Canadian government should be held accountable for its past dark history, Iran says
TEHRAN – The Iranian Foreign Ministry spokesman said on Saturday that that the Canadian government should be held accountable for its dark history as more mass graves of indigenous innocent children are being found in the country.
Nasser Kanaani said such mass graves are examples of a “great human tragedy” and they cannot be described as anything other than “genocide”.
Kanaani added the revelation of mass graves shows the “depth of human catastrophe” and remind the world of the crimes committed against the Native Americans when white racists colonized Canada under the leadership of England.
“This great and shocking crime has taken place in a country that its government, through hypocritical shows, is constantly trying to portray itself among the claimants of human rights defenders,” Kanaani remarked.
The Canadian government’s claims about human rights are just intended to deflect attention from its complicity in this “human tragedy”, the Foreign Ministry spokesman pointed out.

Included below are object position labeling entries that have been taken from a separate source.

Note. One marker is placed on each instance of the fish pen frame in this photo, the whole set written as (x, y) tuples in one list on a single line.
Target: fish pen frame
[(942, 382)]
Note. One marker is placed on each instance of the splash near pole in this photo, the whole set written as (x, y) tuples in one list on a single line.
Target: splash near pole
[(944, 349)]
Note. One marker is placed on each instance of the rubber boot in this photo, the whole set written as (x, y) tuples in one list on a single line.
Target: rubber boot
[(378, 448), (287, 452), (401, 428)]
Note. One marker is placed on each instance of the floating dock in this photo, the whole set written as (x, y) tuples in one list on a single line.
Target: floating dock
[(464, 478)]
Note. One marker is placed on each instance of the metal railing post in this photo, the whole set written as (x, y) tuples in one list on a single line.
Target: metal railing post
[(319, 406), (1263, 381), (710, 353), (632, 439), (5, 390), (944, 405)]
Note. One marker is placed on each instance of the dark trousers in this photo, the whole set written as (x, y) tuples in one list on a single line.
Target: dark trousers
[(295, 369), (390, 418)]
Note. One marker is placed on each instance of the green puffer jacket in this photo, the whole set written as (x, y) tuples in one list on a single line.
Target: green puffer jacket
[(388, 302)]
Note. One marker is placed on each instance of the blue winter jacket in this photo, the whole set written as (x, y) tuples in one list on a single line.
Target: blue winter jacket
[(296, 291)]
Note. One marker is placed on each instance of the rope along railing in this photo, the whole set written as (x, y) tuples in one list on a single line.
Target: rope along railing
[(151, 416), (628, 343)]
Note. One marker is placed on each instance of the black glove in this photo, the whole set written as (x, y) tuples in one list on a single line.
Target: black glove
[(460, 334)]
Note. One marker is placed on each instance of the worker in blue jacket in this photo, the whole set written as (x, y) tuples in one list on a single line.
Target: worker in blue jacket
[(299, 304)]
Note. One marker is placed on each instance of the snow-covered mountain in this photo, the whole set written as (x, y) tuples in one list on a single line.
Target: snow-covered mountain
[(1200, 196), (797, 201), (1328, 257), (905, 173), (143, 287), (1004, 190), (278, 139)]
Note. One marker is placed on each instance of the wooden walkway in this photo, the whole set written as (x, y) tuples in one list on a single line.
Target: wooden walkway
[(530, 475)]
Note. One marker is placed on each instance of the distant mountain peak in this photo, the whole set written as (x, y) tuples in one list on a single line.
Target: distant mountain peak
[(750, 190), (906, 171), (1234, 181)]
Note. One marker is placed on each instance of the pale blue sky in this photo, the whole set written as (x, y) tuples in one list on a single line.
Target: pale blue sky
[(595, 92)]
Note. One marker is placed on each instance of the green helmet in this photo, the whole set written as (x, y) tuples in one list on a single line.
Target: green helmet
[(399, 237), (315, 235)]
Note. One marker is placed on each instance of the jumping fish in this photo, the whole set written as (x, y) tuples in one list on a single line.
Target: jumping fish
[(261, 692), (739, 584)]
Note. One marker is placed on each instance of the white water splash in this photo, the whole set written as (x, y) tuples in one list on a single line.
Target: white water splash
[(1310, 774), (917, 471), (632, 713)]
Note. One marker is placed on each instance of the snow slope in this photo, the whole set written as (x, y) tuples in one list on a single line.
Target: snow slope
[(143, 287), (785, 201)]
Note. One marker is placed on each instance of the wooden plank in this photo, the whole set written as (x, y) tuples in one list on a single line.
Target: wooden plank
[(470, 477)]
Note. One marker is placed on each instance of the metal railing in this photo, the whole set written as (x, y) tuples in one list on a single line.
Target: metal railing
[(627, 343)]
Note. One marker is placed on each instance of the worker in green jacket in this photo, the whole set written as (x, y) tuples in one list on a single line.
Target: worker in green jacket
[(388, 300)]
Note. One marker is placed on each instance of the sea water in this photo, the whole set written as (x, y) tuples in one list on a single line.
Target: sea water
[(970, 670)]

Such pretensions are also a proof that this Ottawa government and its allies are using human rights “as a tool to dictate their politically motivated views on others,” he added.
Expressing deep regret over the “scope of crimes and historical genocide” against the indigenous Canadian population, Kanaani said, “These crimes against humanity will never remain hidden from the eyes of true justice seekers and that the Canadian government must be held accountable for its past dark days.”

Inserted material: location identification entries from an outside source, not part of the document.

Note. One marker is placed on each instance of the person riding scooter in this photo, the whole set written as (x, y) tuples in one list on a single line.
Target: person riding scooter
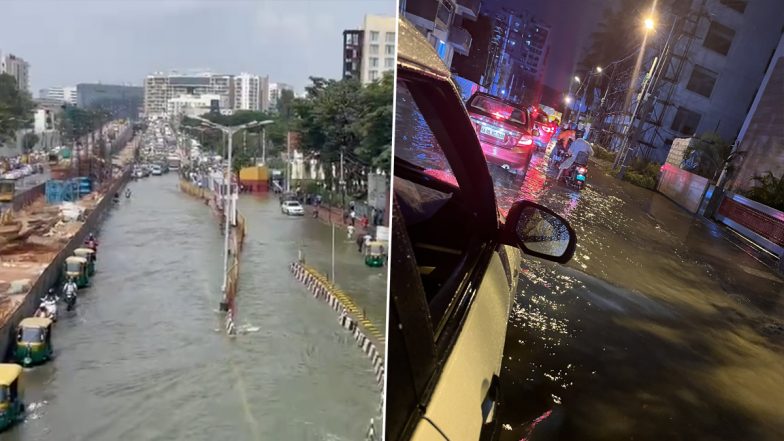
[(578, 146)]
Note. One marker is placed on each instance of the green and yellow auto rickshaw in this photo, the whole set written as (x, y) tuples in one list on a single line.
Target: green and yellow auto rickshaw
[(89, 255), (11, 405), (34, 341), (76, 268), (375, 254)]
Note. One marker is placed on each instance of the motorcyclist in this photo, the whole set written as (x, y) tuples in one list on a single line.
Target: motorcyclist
[(579, 152)]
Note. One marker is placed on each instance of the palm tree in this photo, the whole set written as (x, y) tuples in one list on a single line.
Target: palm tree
[(768, 190)]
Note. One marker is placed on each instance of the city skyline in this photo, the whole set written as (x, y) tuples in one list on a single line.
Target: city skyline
[(180, 35)]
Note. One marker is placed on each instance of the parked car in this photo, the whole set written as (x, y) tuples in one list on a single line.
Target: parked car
[(292, 208), (544, 126), (455, 260), (505, 131)]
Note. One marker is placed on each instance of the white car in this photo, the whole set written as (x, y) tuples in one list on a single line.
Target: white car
[(292, 208), (455, 258)]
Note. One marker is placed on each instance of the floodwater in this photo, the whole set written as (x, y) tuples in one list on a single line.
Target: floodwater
[(659, 328), (142, 357)]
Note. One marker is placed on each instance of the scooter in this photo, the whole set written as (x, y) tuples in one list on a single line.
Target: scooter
[(69, 291), (47, 309), (574, 177)]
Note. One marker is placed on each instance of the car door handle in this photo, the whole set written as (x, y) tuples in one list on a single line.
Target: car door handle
[(489, 409)]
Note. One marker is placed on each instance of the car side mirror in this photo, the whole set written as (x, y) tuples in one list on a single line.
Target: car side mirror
[(539, 232)]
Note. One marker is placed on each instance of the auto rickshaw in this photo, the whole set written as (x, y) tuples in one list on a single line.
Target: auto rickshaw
[(76, 267), (89, 255), (7, 190), (11, 405), (374, 254), (34, 341)]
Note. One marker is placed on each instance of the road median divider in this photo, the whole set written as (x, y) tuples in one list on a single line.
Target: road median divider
[(350, 317)]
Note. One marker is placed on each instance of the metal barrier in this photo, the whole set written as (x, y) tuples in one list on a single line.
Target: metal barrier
[(759, 223)]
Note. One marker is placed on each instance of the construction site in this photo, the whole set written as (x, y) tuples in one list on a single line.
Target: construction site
[(36, 238)]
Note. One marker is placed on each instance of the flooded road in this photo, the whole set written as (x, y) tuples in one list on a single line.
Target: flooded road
[(657, 329), (141, 358)]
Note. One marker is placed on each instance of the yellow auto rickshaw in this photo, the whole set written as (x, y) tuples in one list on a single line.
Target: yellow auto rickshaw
[(375, 254), (89, 255), (34, 341), (11, 405), (76, 269), (7, 190)]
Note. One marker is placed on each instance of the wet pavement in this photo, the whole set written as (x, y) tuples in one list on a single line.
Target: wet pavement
[(659, 328), (143, 357)]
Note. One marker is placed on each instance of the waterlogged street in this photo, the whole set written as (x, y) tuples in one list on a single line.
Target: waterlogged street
[(658, 327), (142, 357)]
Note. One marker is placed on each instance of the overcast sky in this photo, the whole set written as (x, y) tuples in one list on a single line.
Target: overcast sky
[(121, 41)]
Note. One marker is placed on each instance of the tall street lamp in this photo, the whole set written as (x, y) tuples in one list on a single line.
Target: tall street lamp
[(229, 131)]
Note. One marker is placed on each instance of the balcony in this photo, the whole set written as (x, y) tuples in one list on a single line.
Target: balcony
[(468, 8), (460, 40)]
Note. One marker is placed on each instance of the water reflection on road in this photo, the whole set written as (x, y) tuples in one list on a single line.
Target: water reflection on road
[(657, 329), (142, 358)]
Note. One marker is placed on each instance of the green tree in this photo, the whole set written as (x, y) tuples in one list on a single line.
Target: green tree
[(16, 108), (768, 190), (375, 126), (29, 140)]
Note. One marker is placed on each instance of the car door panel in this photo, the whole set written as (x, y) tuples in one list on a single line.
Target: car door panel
[(455, 406)]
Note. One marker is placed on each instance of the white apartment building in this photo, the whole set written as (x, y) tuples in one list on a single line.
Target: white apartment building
[(18, 68), (160, 88), (66, 94), (275, 90), (247, 92), (378, 47), (190, 105)]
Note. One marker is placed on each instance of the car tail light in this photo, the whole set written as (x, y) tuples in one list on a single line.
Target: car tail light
[(525, 140)]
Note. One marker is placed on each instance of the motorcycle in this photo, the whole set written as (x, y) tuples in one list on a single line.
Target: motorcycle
[(575, 176), (47, 309), (69, 291)]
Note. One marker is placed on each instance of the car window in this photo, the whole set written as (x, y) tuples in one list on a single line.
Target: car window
[(498, 109), (414, 140)]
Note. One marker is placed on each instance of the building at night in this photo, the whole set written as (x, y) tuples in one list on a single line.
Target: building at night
[(720, 52), (442, 22)]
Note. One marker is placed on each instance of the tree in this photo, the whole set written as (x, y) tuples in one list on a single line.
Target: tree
[(29, 140), (375, 126), (16, 108), (710, 152), (768, 190)]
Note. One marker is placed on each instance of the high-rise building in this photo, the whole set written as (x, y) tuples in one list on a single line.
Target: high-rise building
[(122, 101), (441, 21), (66, 94), (370, 51), (275, 90), (247, 92), (18, 68), (160, 88)]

The comments by the Iranian Foreign Ministry spokesman come as the Canadian government has agreed to pay more than $2 billion to hundreds of indigenous communities to settle a lawsuit centered around nearly a century of abuse suffered by children who attended Indian residential schools.
The lawsuit, filed by 325 First Nations communities in 2012, sought compensation for the physical, sexual and mental abuse suffered by indigenous children during the residential school era in Canada, according to Native News Online.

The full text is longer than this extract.